Even before listening to Zebra, the opening song off Beach House’s third album, the similarities with Grizzly Bear are evident. They have toured together, enthused about each others’ recorded output , and last year, Beach House vocalist Victoria Legrand was a guest on the phenomenal track Two Weeks from the acclaimed Veckatimest.

It is inevitable that the two bands will be compared. Indeed the first track here, Zebra, holds an incredibly similar sound to All We Ask. This game of spot the difference could last quite a while. They even share a producer in the form of Chris Coady. But Beach House deserve much more than mere attribution credit. They merit being judged entirely on the beauty of Teen Dream.

For, make no mistake, Teen Dream may well be the album to beat this year in terms of pure, unadulterated musical beauty. Much like Animal Collective (warning: more band comparisons ahead) released an astounding album right at the start of 2009, so Beach House do at the start of this year.

Following in the footsteps of heir eponymous début, and 2006’s Devotion, Teen Dream will surely elevate them into the heart of the music world much like Merriweather Post Pavillion did to Animal Collective.

Zebra acts as the perfect opening to Teen Dream easing us into a world of reassurance and love. ‘Don’t I know you better than the rest?’ Gentle, repetitive guitar and simple drums lull us into a dream, and much as it is difficult to escape the Grizzly Bear references, it is also difficult not to associate Beach House with a dream –like existence. It sounds as if they woke up one morning and recorded what happened in their unconscious state.

This feeling continues with Silver Soul which steals AC’s penchant for sampling lapping water. Victoria’s androgynous vocals lend a certain timeless quality to the whole affair.
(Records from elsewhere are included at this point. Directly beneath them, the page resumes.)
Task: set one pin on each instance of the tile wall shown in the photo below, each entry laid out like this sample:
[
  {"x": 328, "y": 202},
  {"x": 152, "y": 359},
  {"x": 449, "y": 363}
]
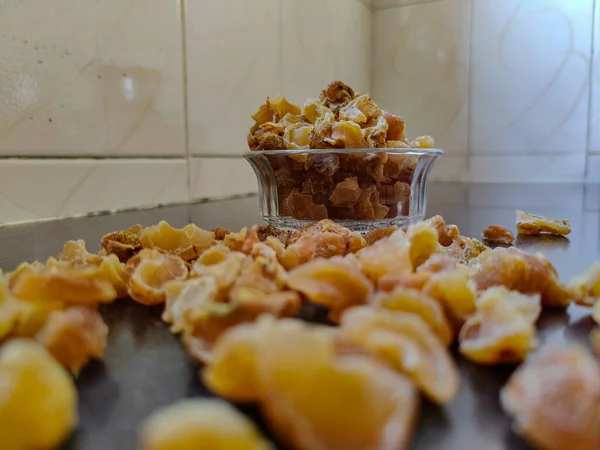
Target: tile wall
[{"x": 125, "y": 103}]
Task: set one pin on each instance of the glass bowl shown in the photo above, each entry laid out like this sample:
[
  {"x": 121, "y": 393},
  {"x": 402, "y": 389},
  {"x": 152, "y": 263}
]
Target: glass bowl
[{"x": 361, "y": 189}]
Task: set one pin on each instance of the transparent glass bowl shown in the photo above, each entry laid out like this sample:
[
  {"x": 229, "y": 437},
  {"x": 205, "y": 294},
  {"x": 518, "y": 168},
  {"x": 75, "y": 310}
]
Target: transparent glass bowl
[{"x": 361, "y": 189}]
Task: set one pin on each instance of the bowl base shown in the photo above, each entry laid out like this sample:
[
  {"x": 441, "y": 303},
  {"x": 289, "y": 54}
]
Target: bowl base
[{"x": 358, "y": 226}]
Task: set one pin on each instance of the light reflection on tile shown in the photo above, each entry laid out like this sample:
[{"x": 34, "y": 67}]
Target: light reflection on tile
[
  {"x": 530, "y": 73},
  {"x": 421, "y": 69},
  {"x": 233, "y": 64},
  {"x": 221, "y": 177},
  {"x": 322, "y": 41},
  {"x": 82, "y": 77},
  {"x": 38, "y": 189},
  {"x": 532, "y": 169}
]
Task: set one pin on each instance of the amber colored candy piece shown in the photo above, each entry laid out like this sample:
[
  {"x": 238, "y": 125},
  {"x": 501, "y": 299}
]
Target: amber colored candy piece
[
  {"x": 439, "y": 262},
  {"x": 323, "y": 239},
  {"x": 379, "y": 233},
  {"x": 150, "y": 271},
  {"x": 395, "y": 127},
  {"x": 500, "y": 332},
  {"x": 520, "y": 271},
  {"x": 233, "y": 365},
  {"x": 38, "y": 399},
  {"x": 336, "y": 93},
  {"x": 532, "y": 224},
  {"x": 337, "y": 283},
  {"x": 361, "y": 403},
  {"x": 408, "y": 344},
  {"x": 389, "y": 282},
  {"x": 497, "y": 235},
  {"x": 446, "y": 233},
  {"x": 74, "y": 336},
  {"x": 389, "y": 255},
  {"x": 349, "y": 134},
  {"x": 412, "y": 301},
  {"x": 553, "y": 399},
  {"x": 455, "y": 291},
  {"x": 586, "y": 288},
  {"x": 187, "y": 242},
  {"x": 423, "y": 240},
  {"x": 124, "y": 244},
  {"x": 59, "y": 282},
  {"x": 345, "y": 193},
  {"x": 200, "y": 423}
]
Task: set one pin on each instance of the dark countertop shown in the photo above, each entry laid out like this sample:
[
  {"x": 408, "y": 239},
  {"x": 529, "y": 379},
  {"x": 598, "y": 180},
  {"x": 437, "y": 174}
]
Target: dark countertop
[{"x": 145, "y": 367}]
In a time when most females singers seem to be emulating Lady Gaga and/or Amy Winehouse it is genuinely refreshing to hear vocals which fail to be classed in terms of something that has gone before. Who knows, maybe in 2011, many female singers will want to sound like this niece of French composer, Michael Legrand.

There are numerous epic and grandiose moments throughout Teen Dream. Norway has a rousing chorus while Walk in the Park displays the fragile nature of the songwriting: ‘In a matter of time, it would slip from my mind/ In and out of my life, you would slip from my mind/ In a matter of time.’
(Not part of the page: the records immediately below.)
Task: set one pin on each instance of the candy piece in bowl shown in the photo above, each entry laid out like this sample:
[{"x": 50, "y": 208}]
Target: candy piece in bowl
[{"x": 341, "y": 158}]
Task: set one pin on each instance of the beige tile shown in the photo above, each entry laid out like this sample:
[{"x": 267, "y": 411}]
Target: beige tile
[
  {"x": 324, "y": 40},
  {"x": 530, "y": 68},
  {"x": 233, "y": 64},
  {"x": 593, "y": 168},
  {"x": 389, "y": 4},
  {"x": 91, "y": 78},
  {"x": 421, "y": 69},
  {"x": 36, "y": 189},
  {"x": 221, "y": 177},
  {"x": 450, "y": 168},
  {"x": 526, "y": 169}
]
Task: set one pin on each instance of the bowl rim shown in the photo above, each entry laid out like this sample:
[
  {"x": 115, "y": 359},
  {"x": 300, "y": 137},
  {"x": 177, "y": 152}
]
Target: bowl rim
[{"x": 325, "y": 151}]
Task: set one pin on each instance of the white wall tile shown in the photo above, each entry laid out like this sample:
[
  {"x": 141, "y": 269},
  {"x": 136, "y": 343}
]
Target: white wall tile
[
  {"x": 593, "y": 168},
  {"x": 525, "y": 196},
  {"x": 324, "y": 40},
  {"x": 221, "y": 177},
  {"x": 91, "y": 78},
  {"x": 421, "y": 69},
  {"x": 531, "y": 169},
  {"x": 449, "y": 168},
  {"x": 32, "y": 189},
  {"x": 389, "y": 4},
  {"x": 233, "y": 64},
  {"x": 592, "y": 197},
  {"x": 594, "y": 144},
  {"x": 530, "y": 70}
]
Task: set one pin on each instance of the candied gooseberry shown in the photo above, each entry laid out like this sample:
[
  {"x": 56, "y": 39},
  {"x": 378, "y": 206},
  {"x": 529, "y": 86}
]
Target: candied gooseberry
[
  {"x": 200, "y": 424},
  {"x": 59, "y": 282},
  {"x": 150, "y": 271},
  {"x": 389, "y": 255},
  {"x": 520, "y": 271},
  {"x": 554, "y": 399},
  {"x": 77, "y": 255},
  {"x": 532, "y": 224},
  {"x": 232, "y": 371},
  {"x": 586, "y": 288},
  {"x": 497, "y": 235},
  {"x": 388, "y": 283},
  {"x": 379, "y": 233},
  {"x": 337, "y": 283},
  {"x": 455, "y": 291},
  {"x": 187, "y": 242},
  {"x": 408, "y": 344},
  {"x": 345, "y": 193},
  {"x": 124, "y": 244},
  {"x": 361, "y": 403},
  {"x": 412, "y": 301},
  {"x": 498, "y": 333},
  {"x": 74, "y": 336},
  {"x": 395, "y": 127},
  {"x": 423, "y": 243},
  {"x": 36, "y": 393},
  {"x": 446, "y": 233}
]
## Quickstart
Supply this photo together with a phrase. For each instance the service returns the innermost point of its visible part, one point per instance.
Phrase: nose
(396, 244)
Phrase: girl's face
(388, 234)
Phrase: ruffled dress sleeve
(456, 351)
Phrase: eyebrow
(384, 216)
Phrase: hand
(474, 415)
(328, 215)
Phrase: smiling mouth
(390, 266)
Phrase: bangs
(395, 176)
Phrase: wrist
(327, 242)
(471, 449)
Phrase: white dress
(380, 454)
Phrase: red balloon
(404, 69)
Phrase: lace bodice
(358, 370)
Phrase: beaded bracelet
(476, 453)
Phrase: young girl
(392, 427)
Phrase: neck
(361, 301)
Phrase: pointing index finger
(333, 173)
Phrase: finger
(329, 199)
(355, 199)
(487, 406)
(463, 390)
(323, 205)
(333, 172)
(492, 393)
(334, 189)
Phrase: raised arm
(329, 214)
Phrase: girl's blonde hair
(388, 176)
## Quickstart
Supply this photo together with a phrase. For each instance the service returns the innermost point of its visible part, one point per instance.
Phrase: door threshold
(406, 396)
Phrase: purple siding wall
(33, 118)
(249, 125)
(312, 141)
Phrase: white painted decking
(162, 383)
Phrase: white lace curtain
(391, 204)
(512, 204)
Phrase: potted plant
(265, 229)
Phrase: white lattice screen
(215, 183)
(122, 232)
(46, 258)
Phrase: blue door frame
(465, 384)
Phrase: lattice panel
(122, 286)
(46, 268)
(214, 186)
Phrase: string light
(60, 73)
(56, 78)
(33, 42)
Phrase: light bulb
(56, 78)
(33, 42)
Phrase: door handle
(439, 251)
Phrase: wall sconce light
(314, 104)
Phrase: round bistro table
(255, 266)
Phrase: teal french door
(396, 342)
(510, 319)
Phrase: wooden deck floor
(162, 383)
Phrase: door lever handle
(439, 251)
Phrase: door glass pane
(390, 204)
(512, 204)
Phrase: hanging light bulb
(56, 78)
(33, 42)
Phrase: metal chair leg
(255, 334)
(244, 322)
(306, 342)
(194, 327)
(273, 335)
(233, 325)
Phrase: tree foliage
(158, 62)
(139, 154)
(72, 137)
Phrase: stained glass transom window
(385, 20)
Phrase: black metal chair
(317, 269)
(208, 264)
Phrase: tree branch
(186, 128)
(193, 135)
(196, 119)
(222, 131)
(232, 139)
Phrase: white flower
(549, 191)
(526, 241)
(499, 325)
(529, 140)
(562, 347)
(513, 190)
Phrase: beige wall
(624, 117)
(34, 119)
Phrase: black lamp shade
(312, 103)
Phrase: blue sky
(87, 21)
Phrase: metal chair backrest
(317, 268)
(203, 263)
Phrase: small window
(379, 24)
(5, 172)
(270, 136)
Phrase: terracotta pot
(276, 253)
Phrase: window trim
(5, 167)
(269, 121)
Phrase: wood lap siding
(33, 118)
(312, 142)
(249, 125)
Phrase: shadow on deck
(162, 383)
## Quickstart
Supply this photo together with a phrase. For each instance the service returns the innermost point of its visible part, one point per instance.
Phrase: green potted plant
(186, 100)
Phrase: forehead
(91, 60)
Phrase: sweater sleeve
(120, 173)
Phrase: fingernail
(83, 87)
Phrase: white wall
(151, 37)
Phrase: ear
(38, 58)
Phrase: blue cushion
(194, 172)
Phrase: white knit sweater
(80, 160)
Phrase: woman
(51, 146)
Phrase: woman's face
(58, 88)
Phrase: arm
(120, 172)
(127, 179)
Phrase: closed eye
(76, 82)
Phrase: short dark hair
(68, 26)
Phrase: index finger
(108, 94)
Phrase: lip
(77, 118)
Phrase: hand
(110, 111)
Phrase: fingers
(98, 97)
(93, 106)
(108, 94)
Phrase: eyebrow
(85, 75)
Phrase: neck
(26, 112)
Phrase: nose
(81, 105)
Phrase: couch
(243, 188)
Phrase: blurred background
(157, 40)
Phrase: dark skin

Which all leads us to the centrepiece, Used To Be, which sounds like Fleet Foxes collaborating with Grizzly Bear. While Fleet Foxes manage to make it seem effortless, Grizzly Bear’s work sounds like it has been laboured on for years-which it has. So, Used To Be comes across like an effortless piece of laboured genius. Its carefree piano is irresistible and after this, the quality does not dip for a second.

Lover of Mine is the song that Nico wished she could have had all those years ago, while Ed Droste must be kicking himself for not asking Victoria for songwriting tips when she helped Grizzly Bear out last year.
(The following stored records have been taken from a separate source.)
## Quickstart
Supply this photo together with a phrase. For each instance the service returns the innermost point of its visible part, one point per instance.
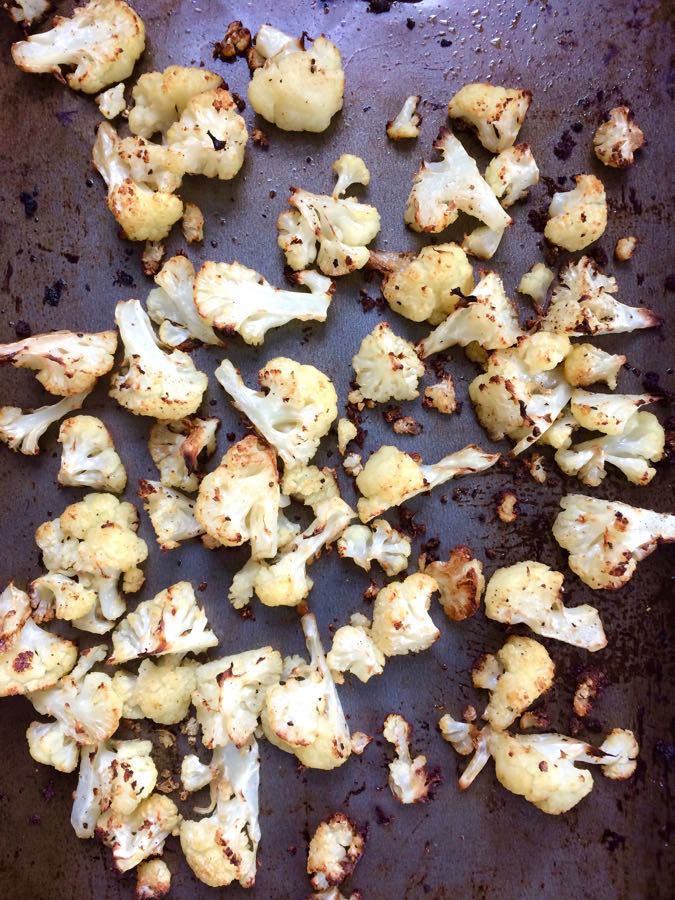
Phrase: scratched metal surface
(579, 60)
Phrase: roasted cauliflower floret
(296, 89)
(102, 40)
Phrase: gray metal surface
(578, 59)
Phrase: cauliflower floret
(586, 364)
(171, 622)
(488, 317)
(210, 135)
(239, 500)
(177, 449)
(379, 542)
(222, 848)
(496, 113)
(424, 287)
(161, 691)
(237, 300)
(171, 305)
(304, 715)
(407, 122)
(31, 659)
(102, 40)
(296, 412)
(386, 367)
(89, 458)
(460, 582)
(172, 514)
(334, 850)
(520, 672)
(531, 593)
(616, 140)
(342, 227)
(66, 363)
(118, 775)
(512, 174)
(582, 305)
(135, 837)
(152, 382)
(401, 620)
(355, 651)
(160, 98)
(390, 476)
(284, 581)
(642, 439)
(607, 540)
(441, 190)
(577, 217)
(21, 431)
(296, 89)
(408, 778)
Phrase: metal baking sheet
(579, 60)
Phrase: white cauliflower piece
(296, 412)
(531, 593)
(304, 715)
(617, 139)
(390, 476)
(342, 227)
(89, 458)
(171, 622)
(488, 317)
(424, 287)
(406, 123)
(152, 382)
(334, 850)
(386, 367)
(296, 89)
(237, 300)
(401, 620)
(379, 542)
(607, 540)
(577, 217)
(441, 190)
(102, 40)
(355, 651)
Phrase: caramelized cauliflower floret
(102, 40)
(296, 89)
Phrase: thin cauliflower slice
(519, 673)
(296, 89)
(230, 693)
(355, 651)
(441, 190)
(342, 227)
(67, 363)
(386, 367)
(334, 850)
(390, 476)
(304, 715)
(89, 458)
(577, 217)
(237, 300)
(152, 382)
(401, 620)
(172, 622)
(607, 540)
(296, 412)
(426, 286)
(530, 592)
(102, 39)
(496, 113)
(642, 440)
(488, 317)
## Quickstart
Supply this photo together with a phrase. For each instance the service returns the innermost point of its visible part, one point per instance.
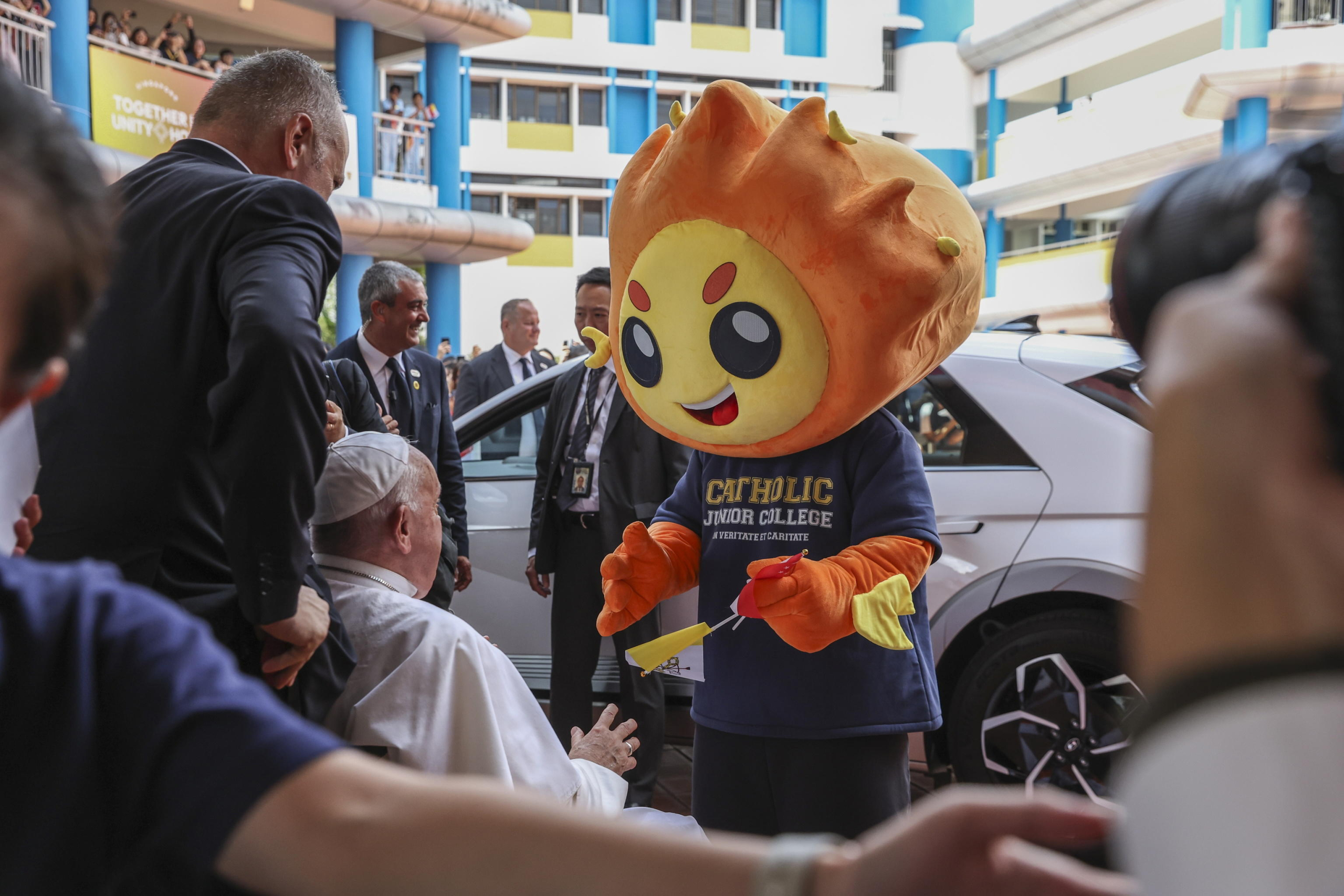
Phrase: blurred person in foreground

10 Mile Stereo displays the love-is-boundless belief of the duo followed by Real Love which only confirms the fact that the Teen Dream is to settle down with someone you can share everything with even though finding that person is the difficult part: ‘I met you somewhere.’

Beach House save the best for last though. Take Care finishes the album in the most self-assured and delightful way possible. After finding love in the preceding songs, the protagonist vows to stay forever keeping the fire burning. Transforming into a doo-wop sway halfway in, Take Care fades into the distance comforting us with the knowledge that romance is not dead in the 21st Century.

Beach House have crafted a collection of songs that reward you constantly with further listening. After crafting their sound for the past few years, one can truly say that Teen Dream is the apotheosis of the work thus far. They deserve all the plaudits that fall their way. And Grizzly Bear will be first in line.